Your First Session

What to Expect in Your First Meeting

It can feel a little intimidating, embarrassing, or downright uncomfortable reaching out to someone for assistance in rescuing a souring relationship.  During our first meeting together I have three outcomes:

First, I want to make it safe to express what you are feeling and going through without intellectualizingCouple Fighting, analyzing, talking down to or criticizing each other. No one gets to be right; no one is wrong. I want to give you the opportunity to speak your truth as you see it. I also want an opportunity to interact with you, ask you some questions to make sure it isn’t a mental health counselor that you should be seeing. I’ll give you a short assessment. You will talk. I will listen. Deeply.

Second, I want to assist you in uncovering what you are really arguing about. As I introduce you to the Six Human Needs you will discover most of the time what couples think they are fighting about isn’t the real argument. Some deeper hurt or frustration usually gets triggered by the way they express themselves if something is bothering them. For example, consider these snippets of common criticisms:

“You said were going to be home in time for dinner and again, you weren’t; you just don’t give a damn about me.”

“All you ever do is work. We never do anything together any more now that we live together.”

“You decide you are going to do the dishes and put the trash out and I’m supposed to get excited? You never help around the house.”
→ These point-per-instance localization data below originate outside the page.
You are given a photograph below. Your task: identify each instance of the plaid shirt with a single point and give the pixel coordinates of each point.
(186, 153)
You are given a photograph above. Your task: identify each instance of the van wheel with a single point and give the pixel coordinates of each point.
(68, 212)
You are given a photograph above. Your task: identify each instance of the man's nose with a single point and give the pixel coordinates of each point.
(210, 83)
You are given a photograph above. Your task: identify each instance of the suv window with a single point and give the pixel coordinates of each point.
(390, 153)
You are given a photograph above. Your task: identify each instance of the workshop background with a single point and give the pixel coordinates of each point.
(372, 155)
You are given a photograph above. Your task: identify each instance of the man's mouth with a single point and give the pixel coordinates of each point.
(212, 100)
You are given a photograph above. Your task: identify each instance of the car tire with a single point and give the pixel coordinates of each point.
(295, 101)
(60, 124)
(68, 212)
May sound very familiar sounding to anyone and everyone who has ever been in a relationship. The deeper emotional need of the complaining partner still goes unexpressed. Even worse, much of the time couples sweep their real emotional needs under the rug until seemingly out of nowhere a big explosion takes place. Often the receiving partner feels it “came out of no where.”
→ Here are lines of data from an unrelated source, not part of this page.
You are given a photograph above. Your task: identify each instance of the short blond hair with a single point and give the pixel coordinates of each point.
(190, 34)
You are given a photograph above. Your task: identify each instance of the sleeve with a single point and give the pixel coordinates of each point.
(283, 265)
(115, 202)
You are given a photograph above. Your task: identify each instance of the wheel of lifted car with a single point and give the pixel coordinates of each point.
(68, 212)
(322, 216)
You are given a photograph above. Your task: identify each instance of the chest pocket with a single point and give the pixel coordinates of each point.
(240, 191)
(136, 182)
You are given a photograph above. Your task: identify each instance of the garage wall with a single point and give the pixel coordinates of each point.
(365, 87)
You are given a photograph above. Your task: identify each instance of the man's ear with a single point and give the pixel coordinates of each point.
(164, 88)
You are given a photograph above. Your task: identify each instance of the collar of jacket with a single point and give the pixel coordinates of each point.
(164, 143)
Underneath all criticism is a request. As we work together to re-frame or re-label common arguments you may be surprised to see what’s underneath your partner’s anger. For example, each of the above accusations could be re-framed in the following manner:

“I was so exhausted when I left work and it was important to have you there, not so much to help me fix dinner, but just for you to be there for me.”

“I really missed spending quality time with you and sharing those special moments we used to create together.”

“I was so grateful when you cleaned the kitchen and took out the garbage. It made me realize how much I need you to help me more often with the other household stuff.”

Third, as we wind down the session I want to get your stories. We start with the juiciest one first – the story of how you first met and fell in love.  I like to end on this note -because of recent findings in neurobiology. I give you an assignment to help you deepen the new learning from this first meeting.

You leave with hope, or as one recent client stated, “We left here with more understanding about what was going on, and more hope for our relationship than we did with the three marriage therapists we’ve seen.”

Let’s just say that’s the power of Strategic Intervention. It helps to quickly uncover the deeper, hidden needs that you each bring to your relationship. This knowledge will set the stage for you to gain greater emotional intimacy and help you to love each other with new-found appreciation.